I feel like most of the posts like this are pretty much clickbait.
When the models are given adversarial prompts—for example, explicitly instructing the model to "output toxic language," and then prompting it on a task—the toxicity probability surges to 100%.
We told the model to output toxic language and it did. *GASP! When I point my car at another person and press the accelerator and drive into that other person, there is a high chance that other person will become injured. Therefore cars have high injury probabilities. Can I get some funding to explore this hypothesis further?
Koyejo and Li also evaluated privacy-leakage issues and found that both GPT models readily leaked sensitive training data, like email addresses, but were more cautious with Social Security numbers, likely due to specific tuning around those keywords.

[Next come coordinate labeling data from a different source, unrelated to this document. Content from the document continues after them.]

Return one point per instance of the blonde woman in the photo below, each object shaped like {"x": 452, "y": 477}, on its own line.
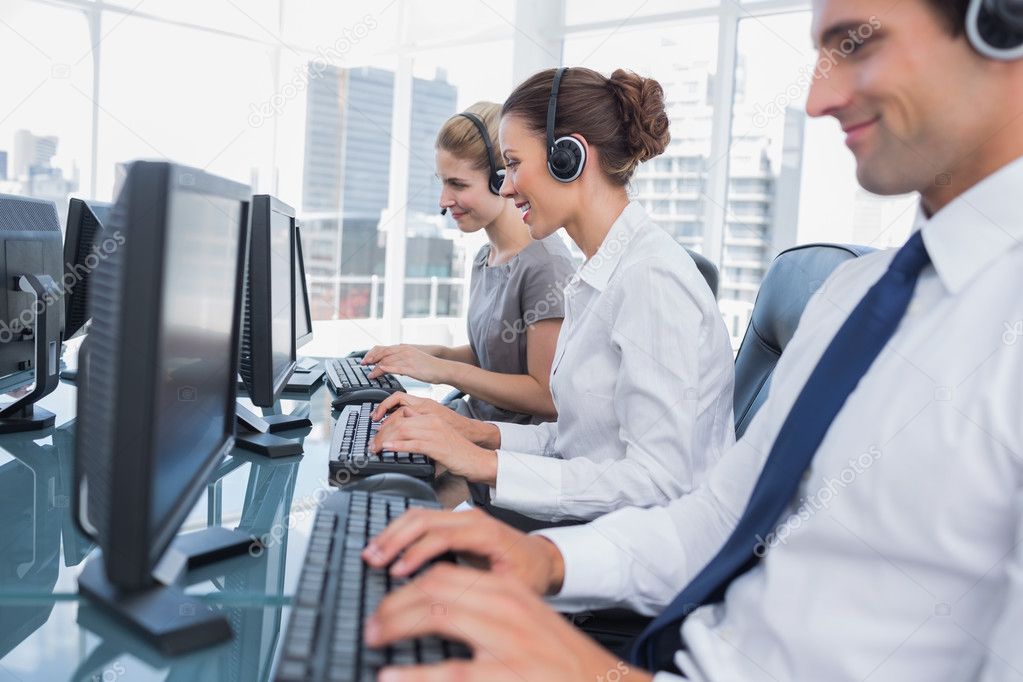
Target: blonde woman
{"x": 516, "y": 302}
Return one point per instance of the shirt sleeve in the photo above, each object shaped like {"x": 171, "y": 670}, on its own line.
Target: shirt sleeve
{"x": 543, "y": 284}
{"x": 1005, "y": 660}
{"x": 641, "y": 558}
{"x": 538, "y": 439}
{"x": 657, "y": 401}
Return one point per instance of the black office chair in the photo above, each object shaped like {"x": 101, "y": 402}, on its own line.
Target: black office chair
{"x": 706, "y": 268}
{"x": 792, "y": 279}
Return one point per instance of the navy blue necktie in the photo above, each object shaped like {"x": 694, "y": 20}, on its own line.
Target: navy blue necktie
{"x": 847, "y": 358}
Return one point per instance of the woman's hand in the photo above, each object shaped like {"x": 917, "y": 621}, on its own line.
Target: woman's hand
{"x": 512, "y": 633}
{"x": 433, "y": 437}
{"x": 400, "y": 405}
{"x": 408, "y": 361}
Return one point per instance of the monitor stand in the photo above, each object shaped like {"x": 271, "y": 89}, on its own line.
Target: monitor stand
{"x": 255, "y": 432}
{"x": 163, "y": 615}
{"x": 24, "y": 414}
{"x": 281, "y": 422}
{"x": 305, "y": 381}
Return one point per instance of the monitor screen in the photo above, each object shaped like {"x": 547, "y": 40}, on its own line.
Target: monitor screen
{"x": 281, "y": 298}
{"x": 303, "y": 318}
{"x": 194, "y": 343}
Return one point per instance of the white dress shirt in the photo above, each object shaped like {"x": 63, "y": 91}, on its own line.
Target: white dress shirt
{"x": 642, "y": 380}
{"x": 904, "y": 558}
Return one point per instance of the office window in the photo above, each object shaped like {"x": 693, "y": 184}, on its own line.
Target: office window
{"x": 45, "y": 109}
{"x": 588, "y": 11}
{"x": 791, "y": 180}
{"x": 205, "y": 94}
{"x": 682, "y": 58}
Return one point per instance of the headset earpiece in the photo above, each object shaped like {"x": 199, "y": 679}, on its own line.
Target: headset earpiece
{"x": 995, "y": 28}
{"x": 496, "y": 177}
{"x": 566, "y": 155}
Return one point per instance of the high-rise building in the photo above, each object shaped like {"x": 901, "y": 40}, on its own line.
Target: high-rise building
{"x": 32, "y": 172}
{"x": 762, "y": 198}
{"x": 32, "y": 151}
{"x": 345, "y": 185}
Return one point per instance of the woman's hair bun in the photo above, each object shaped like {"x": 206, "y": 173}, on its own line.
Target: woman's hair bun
{"x": 643, "y": 118}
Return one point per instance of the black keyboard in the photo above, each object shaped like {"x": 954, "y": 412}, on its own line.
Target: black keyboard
{"x": 346, "y": 374}
{"x": 352, "y": 433}
{"x": 337, "y": 592}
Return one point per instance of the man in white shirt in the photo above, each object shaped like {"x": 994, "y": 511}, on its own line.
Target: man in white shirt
{"x": 901, "y": 555}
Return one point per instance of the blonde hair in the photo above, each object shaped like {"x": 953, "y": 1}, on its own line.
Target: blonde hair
{"x": 459, "y": 136}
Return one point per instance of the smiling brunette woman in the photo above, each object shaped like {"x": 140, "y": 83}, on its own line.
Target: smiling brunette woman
{"x": 515, "y": 302}
{"x": 642, "y": 374}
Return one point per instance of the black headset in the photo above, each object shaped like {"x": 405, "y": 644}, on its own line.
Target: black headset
{"x": 566, "y": 155}
{"x": 995, "y": 28}
{"x": 496, "y": 175}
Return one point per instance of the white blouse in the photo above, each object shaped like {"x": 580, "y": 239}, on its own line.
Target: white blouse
{"x": 642, "y": 380}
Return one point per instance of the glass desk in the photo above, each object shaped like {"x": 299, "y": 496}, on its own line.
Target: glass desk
{"x": 47, "y": 633}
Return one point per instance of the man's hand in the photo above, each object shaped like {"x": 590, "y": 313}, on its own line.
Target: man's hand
{"x": 420, "y": 535}
{"x": 513, "y": 634}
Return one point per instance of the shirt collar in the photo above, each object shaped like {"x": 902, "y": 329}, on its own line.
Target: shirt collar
{"x": 976, "y": 228}
{"x": 597, "y": 270}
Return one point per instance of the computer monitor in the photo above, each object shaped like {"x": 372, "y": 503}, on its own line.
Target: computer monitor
{"x": 268, "y": 336}
{"x": 82, "y": 254}
{"x": 268, "y": 343}
{"x": 303, "y": 314}
{"x": 309, "y": 371}
{"x": 157, "y": 395}
{"x": 31, "y": 310}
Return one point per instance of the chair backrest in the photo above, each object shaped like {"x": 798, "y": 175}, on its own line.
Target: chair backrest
{"x": 794, "y": 276}
{"x": 706, "y": 269}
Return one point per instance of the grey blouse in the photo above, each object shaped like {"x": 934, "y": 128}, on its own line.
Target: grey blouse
{"x": 503, "y": 300}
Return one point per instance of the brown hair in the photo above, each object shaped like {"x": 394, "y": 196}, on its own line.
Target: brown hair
{"x": 952, "y": 14}
{"x": 459, "y": 136}
{"x": 622, "y": 117}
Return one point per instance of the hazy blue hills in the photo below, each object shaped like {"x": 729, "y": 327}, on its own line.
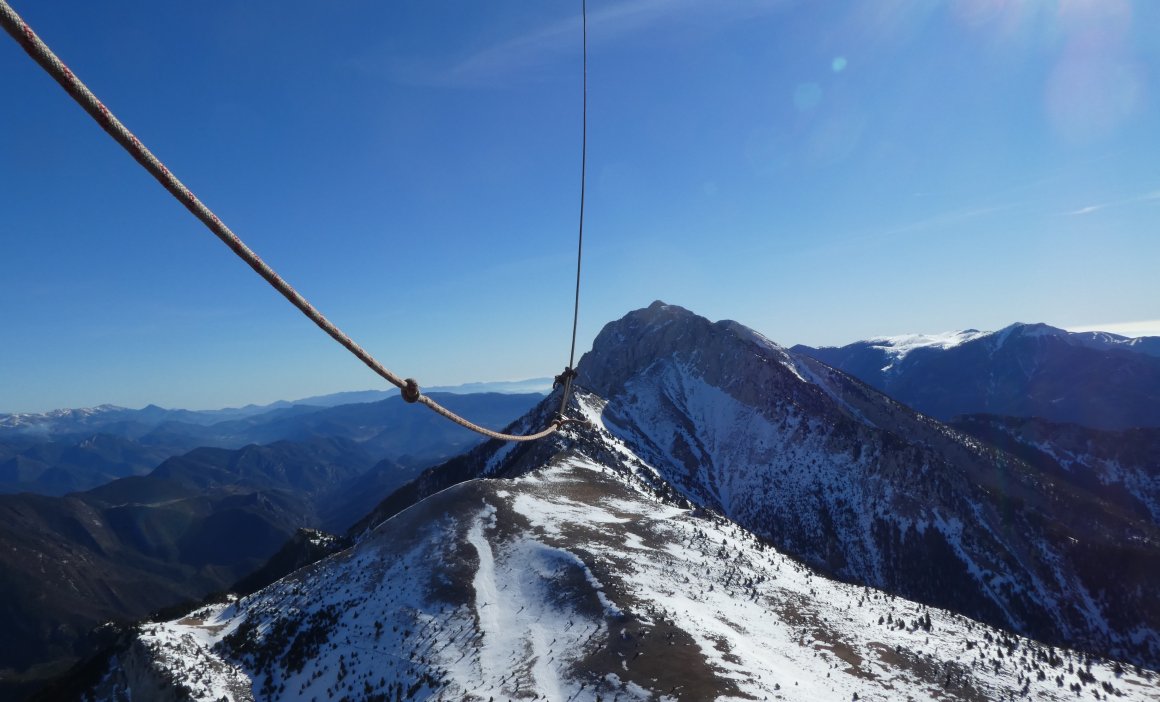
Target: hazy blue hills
{"x": 79, "y": 449}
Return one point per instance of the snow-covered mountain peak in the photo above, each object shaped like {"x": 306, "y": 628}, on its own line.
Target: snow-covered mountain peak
{"x": 577, "y": 581}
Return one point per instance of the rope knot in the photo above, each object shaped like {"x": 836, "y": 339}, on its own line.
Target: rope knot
{"x": 410, "y": 390}
{"x": 564, "y": 377}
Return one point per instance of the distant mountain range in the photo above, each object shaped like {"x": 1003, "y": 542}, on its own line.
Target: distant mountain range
{"x": 689, "y": 540}
{"x": 78, "y": 449}
{"x": 162, "y": 522}
{"x": 1090, "y": 378}
{"x": 132, "y": 424}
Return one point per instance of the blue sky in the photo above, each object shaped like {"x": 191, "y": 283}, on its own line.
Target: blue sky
{"x": 821, "y": 172}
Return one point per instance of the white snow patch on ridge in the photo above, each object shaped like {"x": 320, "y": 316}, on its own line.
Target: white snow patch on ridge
{"x": 898, "y": 347}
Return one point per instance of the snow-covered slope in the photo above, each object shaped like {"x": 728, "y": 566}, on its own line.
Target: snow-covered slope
{"x": 574, "y": 581}
{"x": 1092, "y": 378}
{"x": 857, "y": 485}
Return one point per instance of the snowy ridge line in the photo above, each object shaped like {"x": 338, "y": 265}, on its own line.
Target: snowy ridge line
{"x": 760, "y": 623}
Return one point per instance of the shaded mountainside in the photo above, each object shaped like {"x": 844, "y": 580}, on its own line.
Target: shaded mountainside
{"x": 856, "y": 484}
{"x": 1090, "y": 378}
{"x": 65, "y": 465}
{"x": 575, "y": 579}
{"x": 1123, "y": 468}
{"x": 195, "y": 525}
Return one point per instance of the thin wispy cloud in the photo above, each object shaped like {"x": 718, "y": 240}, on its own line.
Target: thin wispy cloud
{"x": 1154, "y": 195}
{"x": 519, "y": 58}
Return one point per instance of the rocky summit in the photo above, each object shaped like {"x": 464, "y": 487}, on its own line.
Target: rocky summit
{"x": 731, "y": 521}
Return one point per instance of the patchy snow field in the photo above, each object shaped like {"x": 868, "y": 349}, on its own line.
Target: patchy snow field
{"x": 573, "y": 583}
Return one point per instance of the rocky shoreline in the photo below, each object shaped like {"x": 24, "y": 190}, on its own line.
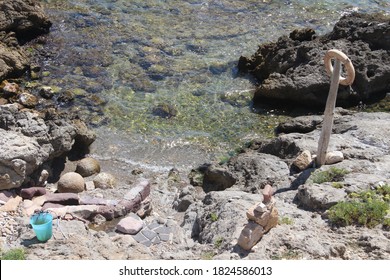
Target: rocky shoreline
{"x": 109, "y": 210}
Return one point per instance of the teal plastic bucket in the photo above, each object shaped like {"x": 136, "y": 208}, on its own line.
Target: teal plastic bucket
{"x": 42, "y": 225}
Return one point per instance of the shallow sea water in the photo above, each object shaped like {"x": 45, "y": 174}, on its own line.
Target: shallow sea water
{"x": 123, "y": 58}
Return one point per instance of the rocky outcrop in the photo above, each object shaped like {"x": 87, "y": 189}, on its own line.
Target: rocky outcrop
{"x": 13, "y": 60}
{"x": 19, "y": 21}
{"x": 28, "y": 140}
{"x": 292, "y": 69}
{"x": 23, "y": 17}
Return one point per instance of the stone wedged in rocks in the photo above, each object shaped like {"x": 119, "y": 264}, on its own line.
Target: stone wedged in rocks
{"x": 211, "y": 219}
{"x": 104, "y": 180}
{"x": 217, "y": 179}
{"x": 71, "y": 182}
{"x": 129, "y": 225}
{"x": 13, "y": 60}
{"x": 291, "y": 70}
{"x": 63, "y": 198}
{"x": 256, "y": 170}
{"x": 88, "y": 167}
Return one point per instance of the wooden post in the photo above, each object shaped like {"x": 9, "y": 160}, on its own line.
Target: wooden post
{"x": 328, "y": 115}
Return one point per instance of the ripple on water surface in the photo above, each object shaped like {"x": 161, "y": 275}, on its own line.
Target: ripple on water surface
{"x": 122, "y": 59}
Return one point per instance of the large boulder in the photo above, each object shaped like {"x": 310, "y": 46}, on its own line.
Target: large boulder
{"x": 210, "y": 221}
{"x": 20, "y": 20}
{"x": 28, "y": 140}
{"x": 19, "y": 157}
{"x": 292, "y": 69}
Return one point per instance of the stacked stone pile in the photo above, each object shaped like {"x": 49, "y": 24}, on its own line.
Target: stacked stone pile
{"x": 261, "y": 218}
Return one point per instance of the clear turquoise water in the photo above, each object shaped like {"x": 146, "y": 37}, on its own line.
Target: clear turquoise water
{"x": 122, "y": 58}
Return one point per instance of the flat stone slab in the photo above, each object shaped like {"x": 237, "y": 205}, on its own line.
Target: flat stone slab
{"x": 129, "y": 225}
{"x": 154, "y": 233}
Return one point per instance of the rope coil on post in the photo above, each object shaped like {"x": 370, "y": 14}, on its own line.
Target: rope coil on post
{"x": 336, "y": 54}
{"x": 336, "y": 79}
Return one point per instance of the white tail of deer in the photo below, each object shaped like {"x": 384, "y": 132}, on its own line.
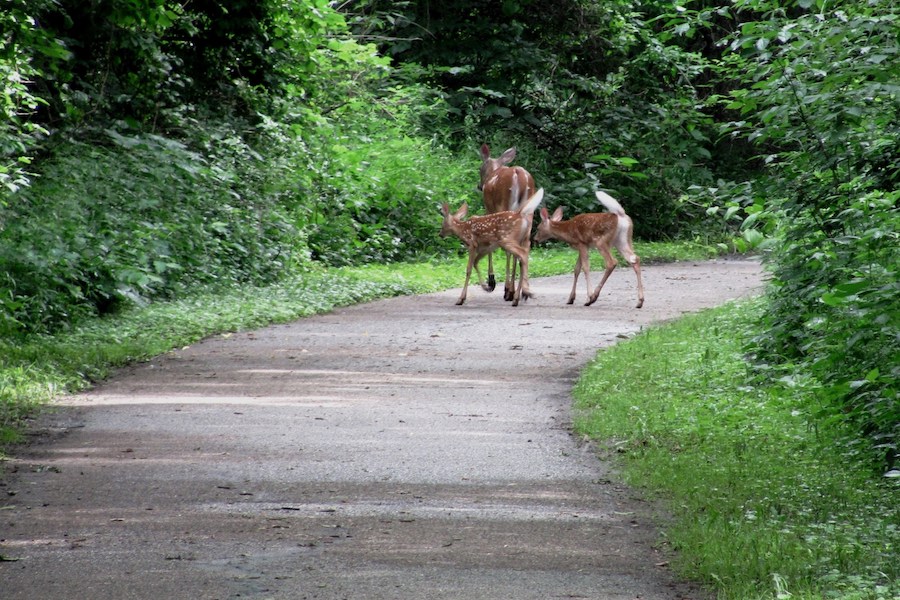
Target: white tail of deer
{"x": 600, "y": 230}
{"x": 501, "y": 194}
{"x": 484, "y": 234}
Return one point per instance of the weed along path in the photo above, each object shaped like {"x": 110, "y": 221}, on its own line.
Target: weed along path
{"x": 403, "y": 449}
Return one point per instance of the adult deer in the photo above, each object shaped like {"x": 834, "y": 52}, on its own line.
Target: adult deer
{"x": 496, "y": 186}
{"x": 482, "y": 235}
{"x": 601, "y": 230}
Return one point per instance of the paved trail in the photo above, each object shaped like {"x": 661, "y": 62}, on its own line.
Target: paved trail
{"x": 403, "y": 449}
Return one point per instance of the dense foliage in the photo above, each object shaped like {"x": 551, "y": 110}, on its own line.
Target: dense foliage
{"x": 817, "y": 90}
{"x": 149, "y": 147}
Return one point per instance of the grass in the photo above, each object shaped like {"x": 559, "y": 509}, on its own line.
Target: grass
{"x": 36, "y": 369}
{"x": 764, "y": 505}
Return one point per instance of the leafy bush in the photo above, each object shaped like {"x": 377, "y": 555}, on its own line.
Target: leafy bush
{"x": 818, "y": 97}
{"x": 135, "y": 219}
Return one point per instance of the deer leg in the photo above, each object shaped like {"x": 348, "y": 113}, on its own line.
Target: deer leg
{"x": 522, "y": 255}
{"x": 610, "y": 264}
{"x": 492, "y": 281}
{"x": 636, "y": 265}
{"x": 469, "y": 265}
{"x": 623, "y": 245}
{"x": 526, "y": 245}
{"x": 575, "y": 282}
{"x": 509, "y": 286}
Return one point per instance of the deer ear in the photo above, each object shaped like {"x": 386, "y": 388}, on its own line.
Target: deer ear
{"x": 507, "y": 157}
{"x": 557, "y": 214}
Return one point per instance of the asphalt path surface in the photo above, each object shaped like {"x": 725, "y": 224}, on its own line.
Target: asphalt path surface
{"x": 403, "y": 449}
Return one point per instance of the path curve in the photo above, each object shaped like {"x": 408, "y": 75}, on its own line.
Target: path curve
{"x": 403, "y": 449}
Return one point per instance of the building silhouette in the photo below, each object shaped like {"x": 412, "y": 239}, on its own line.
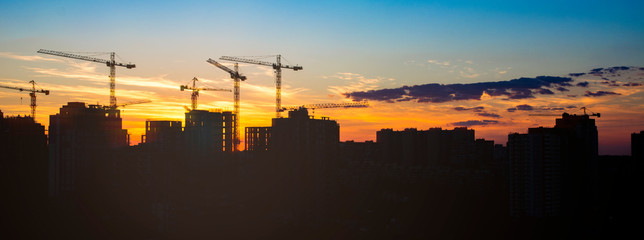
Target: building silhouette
{"x": 81, "y": 139}
{"x": 433, "y": 147}
{"x": 552, "y": 171}
{"x": 637, "y": 146}
{"x": 257, "y": 138}
{"x": 209, "y": 132}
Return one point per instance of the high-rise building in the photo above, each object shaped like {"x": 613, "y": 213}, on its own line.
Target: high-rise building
{"x": 209, "y": 131}
{"x": 257, "y": 138}
{"x": 164, "y": 133}
{"x": 637, "y": 147}
{"x": 302, "y": 138}
{"x": 428, "y": 147}
{"x": 553, "y": 171}
{"x": 23, "y": 161}
{"x": 81, "y": 139}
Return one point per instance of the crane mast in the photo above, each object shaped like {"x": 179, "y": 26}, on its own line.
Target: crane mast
{"x": 32, "y": 95}
{"x": 236, "y": 76}
{"x": 111, "y": 63}
{"x": 277, "y": 67}
{"x": 195, "y": 91}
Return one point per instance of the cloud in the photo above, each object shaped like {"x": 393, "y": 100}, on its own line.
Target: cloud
{"x": 355, "y": 82}
{"x": 436, "y": 93}
{"x": 28, "y": 58}
{"x": 486, "y": 114}
{"x": 526, "y": 107}
{"x": 439, "y": 63}
{"x": 479, "y": 111}
{"x": 600, "y": 93}
{"x": 475, "y": 109}
{"x": 470, "y": 123}
{"x": 562, "y": 89}
{"x": 576, "y": 74}
{"x": 582, "y": 84}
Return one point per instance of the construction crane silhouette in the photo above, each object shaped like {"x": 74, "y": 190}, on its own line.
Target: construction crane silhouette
{"x": 362, "y": 104}
{"x": 277, "y": 67}
{"x": 32, "y": 94}
{"x": 556, "y": 115}
{"x": 195, "y": 91}
{"x": 110, "y": 63}
{"x": 133, "y": 103}
{"x": 237, "y": 77}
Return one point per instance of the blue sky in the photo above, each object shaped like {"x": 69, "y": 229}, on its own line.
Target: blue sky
{"x": 342, "y": 45}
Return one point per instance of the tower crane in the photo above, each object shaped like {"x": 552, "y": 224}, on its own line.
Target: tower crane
{"x": 195, "y": 91}
{"x": 110, "y": 63}
{"x": 236, "y": 76}
{"x": 328, "y": 105}
{"x": 556, "y": 115}
{"x": 277, "y": 67}
{"x": 133, "y": 102}
{"x": 32, "y": 94}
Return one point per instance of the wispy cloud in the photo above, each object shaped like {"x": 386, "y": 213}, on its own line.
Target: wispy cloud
{"x": 354, "y": 82}
{"x": 31, "y": 58}
{"x": 514, "y": 89}
{"x": 439, "y": 63}
{"x": 470, "y": 123}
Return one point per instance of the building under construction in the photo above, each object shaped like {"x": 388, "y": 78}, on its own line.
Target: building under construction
{"x": 553, "y": 171}
{"x": 257, "y": 138}
{"x": 210, "y": 131}
{"x": 81, "y": 138}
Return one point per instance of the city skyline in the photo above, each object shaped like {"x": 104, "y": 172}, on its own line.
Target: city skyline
{"x": 354, "y": 48}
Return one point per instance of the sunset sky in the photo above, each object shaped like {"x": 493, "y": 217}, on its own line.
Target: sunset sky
{"x": 420, "y": 64}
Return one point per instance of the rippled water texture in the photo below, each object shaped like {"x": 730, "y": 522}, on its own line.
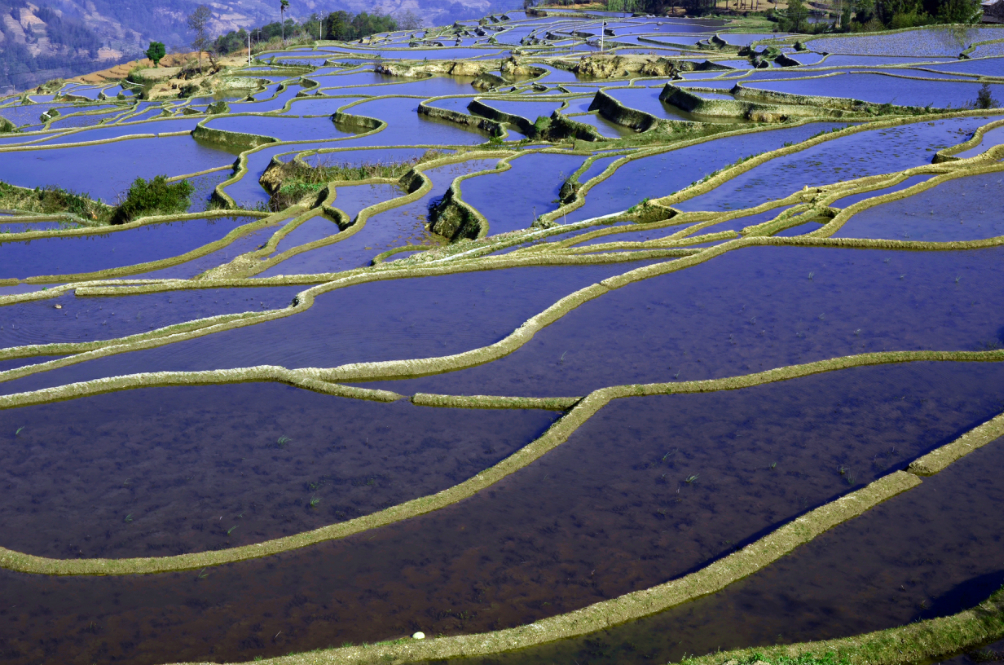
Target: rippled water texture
{"x": 374, "y": 261}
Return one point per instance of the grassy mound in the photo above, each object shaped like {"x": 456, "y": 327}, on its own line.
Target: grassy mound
{"x": 153, "y": 196}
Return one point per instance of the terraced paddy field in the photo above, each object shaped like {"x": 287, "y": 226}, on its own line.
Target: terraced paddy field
{"x": 490, "y": 346}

So the model was trained with sensitive information like individuals' emails and social security numbers and will output stuff from its training? That's not surprising. Uhh, don't train models on sensitive personal information. The problem isn't the model here, it's the input.
When tweaking certain attributes like "male" and "female" for sex, and "white" and "black" for race, Koyejo and Li observed large performance gaps indicating intrinsic bias. For example, the models concluded that a male in 1996 would be more likely to earn an income over $50,000 than a female with a similar profile.
Bias and inequality exists. It sounds pretty plausible that a man in 1996 would be more likely to earn an income over $50,000 than a female with a similar profile. Should it be that way? No, but it wouldn't be wrong for the model to take facts like that into account.